You’ve probably experienced a lingering feeling that tweeting in traffic and checking your emails while grocery shopping is maybe not so great for your mental health. Or maybe you jump on Instagram and three hours later wonder why it feels like a tiny piece of your soul has gone missing. Now, the American Psychological Association wants to confirm that, yes, obsessively checking your devices is likely making you feel insane.
On February 23, the APA released the second part of its annual “Stress in America” study, revealing how social media use has exploded in the past ten years, breeding a new generation of stressed out “constant checkers.” As of 2015, 90 percent of young adults in the 18 to 29 age range use social media—up from just 12 percent of the same demographic in 2005.
Overall, 43 percent of Americans report being unable to peel themselves away from their phones and suffering as a result. On a scale from 1 to 10 (1 being no stress and 10 being a great deal of stress), constant checkers register at an average of 5.3. Meanwhile, those who check their phones at a more reasonable pace reported an average stress level of 4.4. Those who check their work emails during their days off register at an average of 6.0.
No matter how often you check your work emails or obsess over your social media following, we could probably all benefit from some digital downtime. Here are a few steps you can take to clear your mind.

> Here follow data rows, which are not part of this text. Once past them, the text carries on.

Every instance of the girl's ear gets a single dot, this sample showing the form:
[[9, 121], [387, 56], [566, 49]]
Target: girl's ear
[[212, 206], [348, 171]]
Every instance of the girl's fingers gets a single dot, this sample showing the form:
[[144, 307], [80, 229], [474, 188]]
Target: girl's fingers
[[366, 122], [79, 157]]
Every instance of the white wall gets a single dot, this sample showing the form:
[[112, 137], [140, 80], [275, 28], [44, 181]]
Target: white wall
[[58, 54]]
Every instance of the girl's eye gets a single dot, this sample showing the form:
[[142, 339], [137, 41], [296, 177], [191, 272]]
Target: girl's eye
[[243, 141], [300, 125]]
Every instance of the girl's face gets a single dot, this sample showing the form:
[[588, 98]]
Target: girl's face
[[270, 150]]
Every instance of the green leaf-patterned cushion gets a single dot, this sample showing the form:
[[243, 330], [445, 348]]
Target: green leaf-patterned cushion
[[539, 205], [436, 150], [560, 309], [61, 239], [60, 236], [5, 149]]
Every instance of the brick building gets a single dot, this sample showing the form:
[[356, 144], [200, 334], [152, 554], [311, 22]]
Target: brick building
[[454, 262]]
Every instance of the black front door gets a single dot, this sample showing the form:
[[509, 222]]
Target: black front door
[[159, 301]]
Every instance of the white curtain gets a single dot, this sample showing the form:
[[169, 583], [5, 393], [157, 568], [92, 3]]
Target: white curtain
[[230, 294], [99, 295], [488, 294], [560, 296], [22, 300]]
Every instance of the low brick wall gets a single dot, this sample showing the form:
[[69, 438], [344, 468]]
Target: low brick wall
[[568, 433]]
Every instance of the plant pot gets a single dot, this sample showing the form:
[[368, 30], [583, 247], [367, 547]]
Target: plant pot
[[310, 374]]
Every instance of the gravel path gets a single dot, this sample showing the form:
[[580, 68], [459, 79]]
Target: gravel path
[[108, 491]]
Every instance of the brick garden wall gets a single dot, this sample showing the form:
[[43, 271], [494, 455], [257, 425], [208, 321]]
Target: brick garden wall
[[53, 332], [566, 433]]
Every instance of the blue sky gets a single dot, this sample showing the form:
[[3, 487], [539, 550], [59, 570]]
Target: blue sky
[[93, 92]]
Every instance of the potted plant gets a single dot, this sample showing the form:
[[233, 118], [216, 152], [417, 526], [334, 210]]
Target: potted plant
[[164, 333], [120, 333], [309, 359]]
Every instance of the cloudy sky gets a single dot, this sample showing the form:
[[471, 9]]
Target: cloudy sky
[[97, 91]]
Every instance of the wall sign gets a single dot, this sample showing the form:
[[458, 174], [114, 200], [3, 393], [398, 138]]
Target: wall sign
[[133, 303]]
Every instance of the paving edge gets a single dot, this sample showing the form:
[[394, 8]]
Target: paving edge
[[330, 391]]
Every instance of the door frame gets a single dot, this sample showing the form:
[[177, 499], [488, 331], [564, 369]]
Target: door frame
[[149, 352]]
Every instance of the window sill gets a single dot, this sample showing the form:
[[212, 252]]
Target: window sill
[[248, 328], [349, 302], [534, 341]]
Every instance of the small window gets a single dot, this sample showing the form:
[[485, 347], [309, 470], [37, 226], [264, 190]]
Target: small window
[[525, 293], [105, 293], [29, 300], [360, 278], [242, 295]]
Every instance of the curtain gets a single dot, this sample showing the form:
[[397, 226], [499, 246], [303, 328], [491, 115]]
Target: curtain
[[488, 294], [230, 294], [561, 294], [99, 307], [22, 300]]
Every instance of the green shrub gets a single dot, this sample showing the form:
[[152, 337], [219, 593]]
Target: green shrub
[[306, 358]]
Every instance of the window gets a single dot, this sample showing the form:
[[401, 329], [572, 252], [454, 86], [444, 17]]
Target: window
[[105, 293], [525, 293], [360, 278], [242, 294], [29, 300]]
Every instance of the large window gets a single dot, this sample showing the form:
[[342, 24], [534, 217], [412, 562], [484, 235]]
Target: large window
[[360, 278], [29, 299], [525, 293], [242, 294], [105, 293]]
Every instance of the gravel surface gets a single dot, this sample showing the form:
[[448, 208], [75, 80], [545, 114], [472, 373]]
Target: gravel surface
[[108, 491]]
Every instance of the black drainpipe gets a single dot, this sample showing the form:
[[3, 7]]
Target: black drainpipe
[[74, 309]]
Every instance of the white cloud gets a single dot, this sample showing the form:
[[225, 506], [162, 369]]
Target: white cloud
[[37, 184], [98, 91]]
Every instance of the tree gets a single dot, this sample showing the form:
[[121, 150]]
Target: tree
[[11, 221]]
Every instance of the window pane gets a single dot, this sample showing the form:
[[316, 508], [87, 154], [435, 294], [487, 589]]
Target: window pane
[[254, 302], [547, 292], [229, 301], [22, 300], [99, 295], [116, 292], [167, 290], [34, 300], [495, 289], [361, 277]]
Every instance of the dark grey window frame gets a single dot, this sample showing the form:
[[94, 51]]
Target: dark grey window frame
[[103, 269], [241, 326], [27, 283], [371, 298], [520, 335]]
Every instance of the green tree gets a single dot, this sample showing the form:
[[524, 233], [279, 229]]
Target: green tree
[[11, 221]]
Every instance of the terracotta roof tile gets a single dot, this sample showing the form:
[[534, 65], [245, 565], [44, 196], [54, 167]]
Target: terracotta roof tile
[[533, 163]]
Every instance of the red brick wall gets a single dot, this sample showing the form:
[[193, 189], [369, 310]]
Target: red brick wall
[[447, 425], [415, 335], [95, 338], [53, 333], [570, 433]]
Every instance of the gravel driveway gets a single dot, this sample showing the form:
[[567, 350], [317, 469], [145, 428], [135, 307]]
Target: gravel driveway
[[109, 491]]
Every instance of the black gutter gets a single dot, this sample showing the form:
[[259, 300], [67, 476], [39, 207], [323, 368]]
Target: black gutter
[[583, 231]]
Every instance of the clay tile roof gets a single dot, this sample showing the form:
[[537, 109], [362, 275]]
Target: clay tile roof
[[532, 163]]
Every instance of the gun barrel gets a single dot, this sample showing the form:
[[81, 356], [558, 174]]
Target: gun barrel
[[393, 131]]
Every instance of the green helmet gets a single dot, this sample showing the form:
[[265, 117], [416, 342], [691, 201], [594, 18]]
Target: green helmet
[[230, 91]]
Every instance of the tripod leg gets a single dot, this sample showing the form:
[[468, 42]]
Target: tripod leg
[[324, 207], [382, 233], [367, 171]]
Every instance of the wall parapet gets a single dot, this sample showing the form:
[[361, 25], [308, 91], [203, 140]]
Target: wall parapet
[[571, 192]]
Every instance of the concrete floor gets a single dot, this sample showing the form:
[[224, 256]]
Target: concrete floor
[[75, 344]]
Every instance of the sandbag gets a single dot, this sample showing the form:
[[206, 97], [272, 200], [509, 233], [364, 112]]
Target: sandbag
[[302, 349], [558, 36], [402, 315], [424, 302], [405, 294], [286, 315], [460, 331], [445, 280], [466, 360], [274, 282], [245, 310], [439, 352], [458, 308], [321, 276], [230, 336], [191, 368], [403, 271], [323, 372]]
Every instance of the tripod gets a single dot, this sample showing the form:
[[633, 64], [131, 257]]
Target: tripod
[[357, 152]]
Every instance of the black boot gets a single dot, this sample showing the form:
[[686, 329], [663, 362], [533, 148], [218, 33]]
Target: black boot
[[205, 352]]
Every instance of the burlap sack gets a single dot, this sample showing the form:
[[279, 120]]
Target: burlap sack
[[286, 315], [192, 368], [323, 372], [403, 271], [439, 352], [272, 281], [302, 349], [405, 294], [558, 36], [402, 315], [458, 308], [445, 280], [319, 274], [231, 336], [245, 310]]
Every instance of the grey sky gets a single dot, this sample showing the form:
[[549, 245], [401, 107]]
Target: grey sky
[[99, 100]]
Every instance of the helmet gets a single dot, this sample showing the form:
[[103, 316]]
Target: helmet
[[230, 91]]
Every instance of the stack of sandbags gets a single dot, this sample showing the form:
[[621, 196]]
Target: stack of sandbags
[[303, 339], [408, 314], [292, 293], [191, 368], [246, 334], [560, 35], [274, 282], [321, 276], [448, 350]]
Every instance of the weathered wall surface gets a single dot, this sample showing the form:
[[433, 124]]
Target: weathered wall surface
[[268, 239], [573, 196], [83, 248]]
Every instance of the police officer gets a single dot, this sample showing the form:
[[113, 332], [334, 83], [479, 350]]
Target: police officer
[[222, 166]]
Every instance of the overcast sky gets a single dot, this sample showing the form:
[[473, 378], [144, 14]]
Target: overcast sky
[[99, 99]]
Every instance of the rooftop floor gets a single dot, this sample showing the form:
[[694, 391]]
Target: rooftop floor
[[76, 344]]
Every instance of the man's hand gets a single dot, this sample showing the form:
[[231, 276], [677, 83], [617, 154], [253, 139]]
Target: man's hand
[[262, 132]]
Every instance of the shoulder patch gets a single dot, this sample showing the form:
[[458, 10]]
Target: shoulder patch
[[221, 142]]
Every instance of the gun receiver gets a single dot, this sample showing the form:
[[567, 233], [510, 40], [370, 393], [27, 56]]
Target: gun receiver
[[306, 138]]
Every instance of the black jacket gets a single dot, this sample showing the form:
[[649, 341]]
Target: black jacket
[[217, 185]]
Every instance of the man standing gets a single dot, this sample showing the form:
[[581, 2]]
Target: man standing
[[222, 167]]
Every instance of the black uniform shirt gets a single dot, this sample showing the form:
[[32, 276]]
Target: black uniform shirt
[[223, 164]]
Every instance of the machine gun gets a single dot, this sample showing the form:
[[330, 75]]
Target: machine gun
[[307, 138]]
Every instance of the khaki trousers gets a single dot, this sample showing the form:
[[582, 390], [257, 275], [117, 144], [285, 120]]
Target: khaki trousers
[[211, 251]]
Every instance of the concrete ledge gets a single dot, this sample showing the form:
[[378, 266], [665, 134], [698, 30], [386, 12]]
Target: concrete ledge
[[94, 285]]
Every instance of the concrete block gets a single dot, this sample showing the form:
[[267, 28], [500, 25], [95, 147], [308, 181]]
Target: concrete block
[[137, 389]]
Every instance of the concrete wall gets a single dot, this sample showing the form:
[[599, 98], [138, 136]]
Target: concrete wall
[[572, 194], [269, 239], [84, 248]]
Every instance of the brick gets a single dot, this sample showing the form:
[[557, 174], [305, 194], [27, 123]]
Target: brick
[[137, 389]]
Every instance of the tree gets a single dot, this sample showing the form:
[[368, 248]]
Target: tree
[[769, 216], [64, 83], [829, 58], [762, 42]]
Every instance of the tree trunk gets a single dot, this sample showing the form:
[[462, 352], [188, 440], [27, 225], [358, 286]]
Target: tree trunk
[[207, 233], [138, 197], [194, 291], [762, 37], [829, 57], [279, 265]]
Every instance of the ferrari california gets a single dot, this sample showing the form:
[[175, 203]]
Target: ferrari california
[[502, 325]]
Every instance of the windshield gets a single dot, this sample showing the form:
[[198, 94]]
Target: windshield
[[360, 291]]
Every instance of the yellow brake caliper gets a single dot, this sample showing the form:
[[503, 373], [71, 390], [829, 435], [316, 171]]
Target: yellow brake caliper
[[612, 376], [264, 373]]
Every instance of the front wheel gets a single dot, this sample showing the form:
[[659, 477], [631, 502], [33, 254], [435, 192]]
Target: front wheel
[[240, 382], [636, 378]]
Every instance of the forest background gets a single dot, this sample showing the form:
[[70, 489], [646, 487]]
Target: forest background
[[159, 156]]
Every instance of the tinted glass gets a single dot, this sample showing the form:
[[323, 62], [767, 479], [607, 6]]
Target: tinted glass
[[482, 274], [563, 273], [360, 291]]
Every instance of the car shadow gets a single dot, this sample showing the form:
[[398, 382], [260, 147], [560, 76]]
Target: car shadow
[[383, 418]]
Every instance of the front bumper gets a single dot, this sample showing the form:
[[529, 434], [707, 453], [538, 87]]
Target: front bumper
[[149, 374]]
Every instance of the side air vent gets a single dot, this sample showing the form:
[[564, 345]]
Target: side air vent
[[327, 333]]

First, admit you have a problem
Like any addiction, whether it revolves around chardonnay or “likes,” you have to recognize you have a problem before you can solve it. Join the 65 percent of American respondents who agree that unplugging every now and then is a good idea. Just don’t be like the 79 percent of respondents who never actually get around to doing a digital detox.
Plan, plan, plan
If you want your digital detox to work, you need to have a plan in place and stick to it. Decide when you want to start your break and which devices you want to take a break from. Are you looking to cleanse for a solid week or just every Sunday? Are you trying to break free from social media or ditch your phone altogether? Depending on your objective, it might be as easy as deleting certain apps or it might a little more complicated, like scheduling transportation ahead of time. And if you communicate with your family on Facebook all the time, you might want to give them a heads up before you fall off the face of the earth.
Have fun (no, seriously)
It’ll be a little shocking to realize how much free time you suddenly have when you’re not keeping up with every dog meme known to man. Have some fun, technology-free plans in place so you’re not tempted to relapse before you’ve finished your cleanse. Take your fur-child on a hike and give her your full attention. Go inside that really cool thrift store you’ve been walking straight past for the last year and a half. Read a book. Write a book. Do nothing at all. Whatever you do, your mind will thank you for it.